Comentário do Examinador: Esta abordagem alcança a conformidade com o PCI DSS para os terminais POS ao eliminar os segredos partilhados. A utilização de MDM para a entrega de certificados garante uma integração sem falhas, enquanto a Purple gere o ciclo de vida complexo de identidade dos convidados no SSID público.

Uma grande organização do setor público está a registar um elevado volume de chamadas no suporte técnico devido às políticas de rotação de palavras-passe de WiFi a cada 90 dias na sua rede corporativa.

Transitar de PEAP-MSCHAPv2 (nome de utilizador/palavra-passe) para EAP-TLS (certificados). Emitir certificados de dispositivo com validade de 1 ano através do Active Directory Certificate Services (AD CS) e de Políticas de Grupo para todos os portáteis Windows. Configurar o RADIUS para validar os certificados no AD.

Comentário do Examinador: Os certificados eliminam por completo a fricção da rotação de palavras-passe de 90 dias. A experiência do utilizador torna-se invisível e fluida, reduzindo drasticamente os pedidos de suporte de TI e, em simultâneo, aumentando a força criptográfica da autenticação.

Perguntas de Prática

Q1. A sua ferramenta de monitorização de rede alerta-o para uma taxa de falha repentina de 100% em todas as autenticações 802.1X nas suas lojas de [Retalho](/industries/retail). Os registos do servidor RADIUS mostram "CA Desconhecida". Qual é a causa mais provável?
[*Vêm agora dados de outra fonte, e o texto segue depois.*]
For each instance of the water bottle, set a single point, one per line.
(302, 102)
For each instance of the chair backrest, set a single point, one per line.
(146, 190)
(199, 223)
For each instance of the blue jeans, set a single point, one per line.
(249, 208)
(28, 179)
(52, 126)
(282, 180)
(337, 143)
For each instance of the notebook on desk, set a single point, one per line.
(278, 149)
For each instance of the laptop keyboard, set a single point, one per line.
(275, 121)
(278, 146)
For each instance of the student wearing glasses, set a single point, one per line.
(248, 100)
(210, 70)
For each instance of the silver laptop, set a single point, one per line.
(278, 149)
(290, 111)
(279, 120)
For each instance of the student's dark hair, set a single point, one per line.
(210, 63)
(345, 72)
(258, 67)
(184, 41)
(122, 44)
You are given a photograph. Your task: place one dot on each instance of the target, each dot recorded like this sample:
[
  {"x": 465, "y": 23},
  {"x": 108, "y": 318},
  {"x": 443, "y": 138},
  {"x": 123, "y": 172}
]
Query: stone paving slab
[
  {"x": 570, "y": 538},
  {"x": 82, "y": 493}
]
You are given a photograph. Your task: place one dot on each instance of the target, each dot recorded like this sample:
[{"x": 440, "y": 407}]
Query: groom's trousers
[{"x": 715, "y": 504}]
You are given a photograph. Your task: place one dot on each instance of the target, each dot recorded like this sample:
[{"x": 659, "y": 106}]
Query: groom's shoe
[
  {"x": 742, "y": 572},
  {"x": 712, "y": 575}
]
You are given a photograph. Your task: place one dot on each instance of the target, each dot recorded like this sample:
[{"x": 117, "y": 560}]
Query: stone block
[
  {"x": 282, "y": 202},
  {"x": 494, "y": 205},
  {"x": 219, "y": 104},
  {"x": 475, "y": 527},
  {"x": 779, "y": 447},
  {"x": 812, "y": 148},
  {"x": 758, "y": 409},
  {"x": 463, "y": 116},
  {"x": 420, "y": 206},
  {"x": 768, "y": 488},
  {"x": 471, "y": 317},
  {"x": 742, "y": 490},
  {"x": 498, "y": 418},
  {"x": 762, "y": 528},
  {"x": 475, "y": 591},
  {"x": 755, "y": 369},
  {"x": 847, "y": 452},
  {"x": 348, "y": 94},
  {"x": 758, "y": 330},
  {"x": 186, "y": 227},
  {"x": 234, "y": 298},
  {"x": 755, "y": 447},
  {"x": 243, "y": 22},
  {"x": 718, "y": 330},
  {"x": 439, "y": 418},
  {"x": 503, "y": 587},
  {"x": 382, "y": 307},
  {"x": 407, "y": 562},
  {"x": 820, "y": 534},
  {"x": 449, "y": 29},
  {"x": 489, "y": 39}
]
Dica: Considere o ciclo de vida dos certificados na sua hierarquia de PKI.

Ver resposta modelo

O certificado da CA Intermédia instalado no servidor RADIUS expirou. Quando a CA Intermédia expira, o servidor RADIUS deixa de conseguir validar a cadeia de confiança dos certificados dos clientes, fazendo com que todas as autenticações falhem. A mitigação consiste em renovar a CA Intermédia e atualizar o servidor RADIUS.

Q2. Está a desenhar a arquitetura de WiFi para uma nova sede corporativa. Precisa de suportar portáteis corporativos, smartphones BYOD e utilizadores convidados. Como deve estruturar os SSIDs e a autenticação?

Dica: Lembre-se da regra: Segmente os Convidados dos Certificados.

Ver resposta modelo

Implemente dois SSIDs distintos. 1) "Corp-WiFi": Utiliza WPA3-Enterprise com EAP-TLS para portáteis corporativos, autenticados através de certificados distribuídos por MDM. 2) "Guest-WiFi": Utiliza uma rede aberta com um Captive Portal gerido pela Purple para BYOD e convidados, fornecendo isolamento de clientes e encaminhamento direto para a internet.

Q3. Durante uma auditoria à sua rede de [Saúde](/industries/healthcare), o auditor nota que os utilizadores são ocasionalmente solicitados a "Aceitar" um novo certificado ao ligarem-se ao WiFi corporativo. Porque é que isto representa um risco de segurança?

Dica: Pense no que a autenticação mútua foi desenhada para prevenir.

Ver resposta modelo

Isto indica que o suplicante do cliente não está configurado para validar estritamente o certificado do servidor. Se os utilizadores puderem aceitar manualmente certificados desconhecidos, um atacante pode configurar um Access Point falso (Evil Twin) e induzir os dispositivos a ligarem-se, intercetando potencialmente o tráfego ou recolhendo credenciais. A solução é aplicar um perfil de MDM estrito que defina rigidamente a Root CA fidedigna e impeça a sobreposição por parte do utilizador.